Et pas question d’attendre passivement les subventions. «Je voulais absolument tourner à l’été de mes 32 ans». Le film s’est donc fait avec 5 000 dollars en poche, de la débrouillardise et beaucoup de passion. Le réalisateur est devenu l’instant d’un moment homme-orchestre, signant à la fois le scénario, la réalisation, la production, la direction photo et le montage…
Et il faut une bonne histoire à la base, non? Eh bien, pas forcément. Rafaël Ouellet a construit son film un peu à l’envers. Partant d’une simple ressemblance entre deux comédiennes rencontrées lors d’un casting pour une émission de télé, il s’est inventé une histoire qui pourrait lier Viviane Audet et Marie Neige Châtelain.
«Elles se ressemblent, donc elle sont des sœurs. Elles sont des auteurs-compositeurs-interprètes, donc leurs personnages sont des musiciennes. Toujours à l’envers, je les ai imaginées se réconciliant à travers la musique de leur mère récemment décédée.» Voilà pour l’histoire, qui prend toute son originalité dans la musicalité du récit.

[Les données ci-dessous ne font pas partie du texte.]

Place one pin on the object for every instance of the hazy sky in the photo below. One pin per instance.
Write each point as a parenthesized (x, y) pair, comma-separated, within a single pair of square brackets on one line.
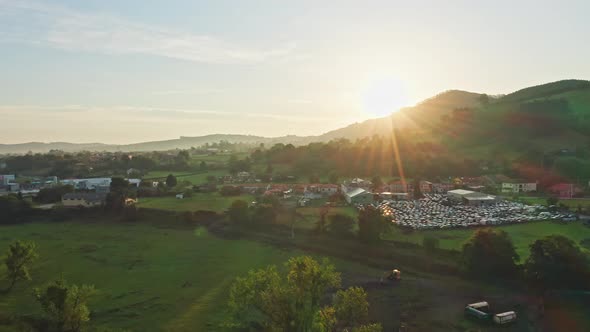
[(118, 71)]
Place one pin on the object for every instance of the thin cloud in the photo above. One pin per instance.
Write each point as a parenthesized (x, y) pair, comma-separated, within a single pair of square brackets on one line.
[(186, 92), (300, 101), (63, 28), (141, 112)]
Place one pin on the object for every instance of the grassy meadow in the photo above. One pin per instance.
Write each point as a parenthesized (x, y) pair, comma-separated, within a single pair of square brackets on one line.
[(150, 278), (199, 201), (192, 177)]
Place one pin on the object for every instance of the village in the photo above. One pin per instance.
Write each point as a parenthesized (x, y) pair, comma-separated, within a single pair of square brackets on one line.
[(459, 202)]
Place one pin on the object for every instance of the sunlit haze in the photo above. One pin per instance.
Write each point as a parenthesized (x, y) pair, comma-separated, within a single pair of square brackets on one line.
[(131, 71)]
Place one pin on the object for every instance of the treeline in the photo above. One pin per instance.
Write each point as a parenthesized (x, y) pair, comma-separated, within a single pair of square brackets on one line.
[(406, 154), (87, 164)]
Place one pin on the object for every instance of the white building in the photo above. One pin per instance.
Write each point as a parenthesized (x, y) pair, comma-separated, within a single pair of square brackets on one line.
[(358, 196), (6, 179), (518, 187), (90, 184)]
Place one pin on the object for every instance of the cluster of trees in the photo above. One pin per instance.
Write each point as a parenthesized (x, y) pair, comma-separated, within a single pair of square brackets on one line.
[(555, 262), (14, 209), (236, 165), (87, 164), (65, 305), (370, 156), (269, 300)]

Les deux comédiennes sont bouleversantes par leur talent. L’authenticité de leur voix nous fait vibrer et elles sont sans contredit des auteurs-compositeurs-interprètes à surveiller de près. Viviane Audet a d’ailleurs lancé sa carrière en mai dernier avec son premier album, Le long jeu. Par leur jeu naturel, on sent les deux comédiennes complices du début à la fin. C’est pour ainsi dire une bien belle trouvaille.
Un film musical
Rarement a-t-on eu un accès aussi privilégié à la création de musique. Et ce n’est pas étonnant venant de Rafaël, qui a réalisé bon nombre de concerts musicaux et vidéoclips. «J’ai eu la chance de participer à plusieurs étapes de la création musicale, explique-t-il. J’avais envie de témoigner de ça dans mon film et la musique est devenue un personnage important».
Malgré tout, on ne peut que regretter que Rafaël Ouellet ait esquissé d’un film si rapidement. Le défi était de taille et sa démarche mérite le respect. Le récit pas contre aurait gagné à être filmé avec plus d’envergure, ne serait-ce que pour mieux nous raconter cette touchante histoire. Une bonne bouteille de vin, donc, qui n’a pas eu le temps d’atteindre sa pleine maturité.
Un film à écouter avec vos oreilles western folk, le vendredi 23 février 2007, dans le cadre des RVCQ.